The long-awaited Spice Girls musical failed to go down well with the critics following its premiere last Tuesday.

After months of hype, Viva Forever! – penned by Jennifer Saunders – opened at the Piccadilly Theatre in London.

While Emma Bunton, Melanie Brown, Melanie Chisholm and Geri Halliwell were photographed together on the red carpet, Victoria Beckham turned up later and sat away from her former bandmates.

Produced by Mamma Mia’s Judy Craymer, Viva Forever! satirises The X Factor and is the story of an aspiring singer who, with her best friends, gets swept up in a TV talent show which turns her life upside down.

But the Daily Mirror called the plot “clichéd” and the dial-ogue “leaden”, and said that “laughs, from writer Saunders, are surprisingly few and far between”.

“You would think it would be easy to strap the songs of one of the biggest girl groups in recent history to an exuberant story of girl power to create a worldwide money-making machine. But you would be wrong,” Alun Palmer wrote.

“Viva Forever! even manages to take the Spice’s girl power mantra and throw it back in their collective faces. Given half the chance, sister merrily stabs sister in the back,” he said of the plot.

The Daily Mail’s Quentin Letts was also unimpressed, calling the jukebox musical “a prize Christmas turkey”.

He wrote that the show had “the makings of a notable West End flop.

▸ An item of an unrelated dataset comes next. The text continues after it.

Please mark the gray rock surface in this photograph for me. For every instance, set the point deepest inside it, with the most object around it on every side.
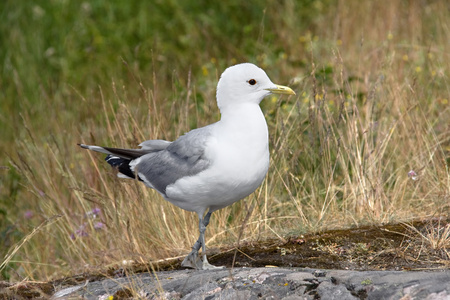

It’s almost as if the thing has a death wish”.

While the Spice Girls were “full of beans, a greater force for feminism than Harriet Harman or even Nick Clegg,” the musical is “drudgy... sour and focused on failure,” he wrote.

The Independent’s Paul Taylor said the show was “lacking in any true original or challenging spark of its own”.

“Viva Forever! forever? I rather think not,” he wrote.

He said that there were “marked deficiencies in Jennifer Saunders’ charmless, messy, lacklustre” writing, and that the musical was “embarrassingly derivative of Mamma Mia! and looks way past its sell-by date in its utterly surprise-free satiric swipe at X Factor”.

The Sun’s Poppy Cosyns, who wrote that seeing the Spice Girls at Wembley at the age of eight had been one of her childhood highlights, gave it a better review.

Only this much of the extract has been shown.